There are 3,545 miles between the UK and Afghanistan. Even those most passionate about social justice can feel increasingly powerless to create change. Whilst this is by no means an exhaustive list, here are some suggestions as to what Christians can do to support those in need.
1. Develop good theology on the Imago Dei. This might seem like a strange way to start, but it is arguably the most important step to take. Every single human that has ever been created has been made in the image of God, to reflect and behold the glory of God. So, wicked acts against humans ultimately declare the heart of the person towards God. Since humans are the crowning point of creation, to destroy or diminish what God created is to say I hate God and His glory. To be indifferent towards the crowning point of creation is to say I don’t care about God or His glory. Is this you?
2. Pray. You may not have the resources to help refugees escape from Afghanistan, but you can pray. Prayer is the means by which God providentially acts within the affairs of humans. In Luke 18, a widow pleaded incessantly to a wicked judge to grant her justice against her enemy. She pleaded until the judge gave in. If consistent pleading can change the heart of a wicked judge, what will the consistent pleading of the righteous cause a virtuous Judge to do?
3. Give. Where our treasure is there our hearts are also (Matthew 6:21). Whilst praying is paramount, it can be used as a copout. What we give our money to, usually indicates who our god is.
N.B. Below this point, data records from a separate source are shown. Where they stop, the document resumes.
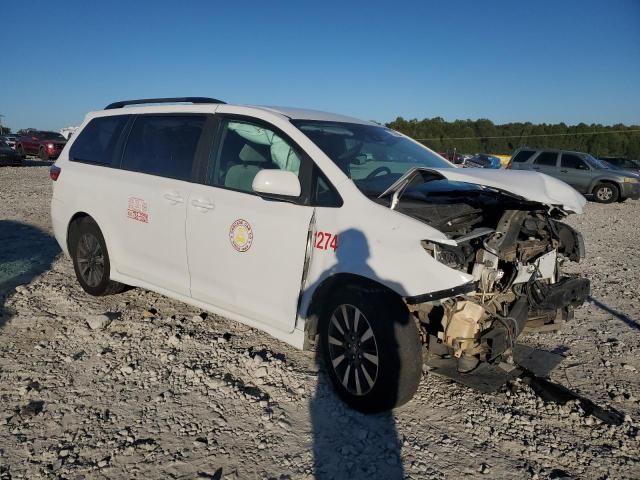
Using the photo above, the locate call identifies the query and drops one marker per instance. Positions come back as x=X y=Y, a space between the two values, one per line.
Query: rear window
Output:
x=163 y=145
x=96 y=143
x=546 y=158
x=523 y=155
x=569 y=160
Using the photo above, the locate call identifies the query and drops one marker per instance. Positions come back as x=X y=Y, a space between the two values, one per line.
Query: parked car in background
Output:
x=482 y=160
x=456 y=158
x=623 y=163
x=582 y=171
x=43 y=144
x=8 y=156
x=9 y=139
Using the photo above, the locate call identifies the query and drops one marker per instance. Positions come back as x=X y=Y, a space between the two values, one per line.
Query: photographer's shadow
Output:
x=348 y=444
x=25 y=253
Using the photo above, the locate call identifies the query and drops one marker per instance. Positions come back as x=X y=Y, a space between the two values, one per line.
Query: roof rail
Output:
x=141 y=101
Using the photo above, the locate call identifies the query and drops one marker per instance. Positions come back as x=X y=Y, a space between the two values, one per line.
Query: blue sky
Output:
x=538 y=61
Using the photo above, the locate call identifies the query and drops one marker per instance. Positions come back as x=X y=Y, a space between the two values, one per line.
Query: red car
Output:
x=45 y=145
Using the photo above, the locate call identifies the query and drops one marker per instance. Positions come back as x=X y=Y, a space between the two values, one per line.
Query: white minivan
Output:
x=320 y=229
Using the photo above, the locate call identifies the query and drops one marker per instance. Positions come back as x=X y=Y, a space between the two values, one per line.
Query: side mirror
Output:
x=276 y=183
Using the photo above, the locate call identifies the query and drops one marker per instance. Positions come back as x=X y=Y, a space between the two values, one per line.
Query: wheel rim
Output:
x=90 y=259
x=353 y=350
x=605 y=193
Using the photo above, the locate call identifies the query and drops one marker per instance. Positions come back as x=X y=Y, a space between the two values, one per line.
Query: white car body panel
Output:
x=184 y=251
x=528 y=185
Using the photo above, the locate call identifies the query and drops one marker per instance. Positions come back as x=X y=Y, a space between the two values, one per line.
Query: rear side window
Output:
x=163 y=145
x=572 y=161
x=97 y=141
x=546 y=158
x=523 y=155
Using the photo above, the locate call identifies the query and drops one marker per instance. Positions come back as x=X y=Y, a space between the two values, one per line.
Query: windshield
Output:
x=372 y=156
x=597 y=163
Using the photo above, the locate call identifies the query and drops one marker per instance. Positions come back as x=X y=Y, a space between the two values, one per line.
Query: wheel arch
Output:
x=326 y=288
x=73 y=221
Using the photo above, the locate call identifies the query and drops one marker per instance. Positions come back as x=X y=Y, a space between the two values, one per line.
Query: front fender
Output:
x=383 y=246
Find reputable charities or churches that are doing ‘on the ground’ work to support the refugees fleeing the country or the residents remaining in Afghanistan.
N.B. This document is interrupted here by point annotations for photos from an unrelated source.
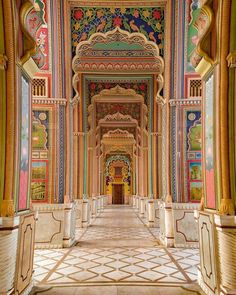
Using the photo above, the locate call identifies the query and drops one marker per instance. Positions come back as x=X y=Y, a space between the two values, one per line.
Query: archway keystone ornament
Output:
x=117 y=51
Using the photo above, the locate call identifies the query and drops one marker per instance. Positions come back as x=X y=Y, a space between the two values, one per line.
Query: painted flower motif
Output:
x=78 y=14
x=107 y=85
x=136 y=13
x=117 y=21
x=100 y=13
x=142 y=87
x=156 y=14
x=158 y=26
x=77 y=26
x=112 y=9
x=89 y=13
x=123 y=10
x=92 y=86
x=146 y=13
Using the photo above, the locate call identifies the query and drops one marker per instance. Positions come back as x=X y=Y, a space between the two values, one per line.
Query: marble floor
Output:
x=118 y=251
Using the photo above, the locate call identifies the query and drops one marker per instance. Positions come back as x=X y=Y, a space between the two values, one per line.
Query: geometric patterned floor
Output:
x=118 y=249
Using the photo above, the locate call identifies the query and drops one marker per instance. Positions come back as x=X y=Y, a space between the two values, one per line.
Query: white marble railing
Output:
x=185 y=226
x=9 y=228
x=55 y=225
4. Lament. Indifference doesn’t always come from a lack of care externally but also from a lack of care internally. Consuming significant amounts of traumatic content without processing the information is not good for our soul. We have emotions not to control us but to direct us to the One who can help us make sense of all the noise. Lament says instead of being angry about God, I will take my anger to God, allow Him to comfort me and finally lead me on the path to hope. If you need to lament, spend some time in the Psalms. It will do your soul much good.
There is so much wickedness in this world and at times it can be overwhelming. Whilst we may be overwhelmed, we will overcome. Victory is ours through Jesus (2 Corinthians 2:14). Sin and Satan will not get the last laugh. Whilst we await that final victory, let us not meander our way to the finish line. We have too much hope to be indifferent.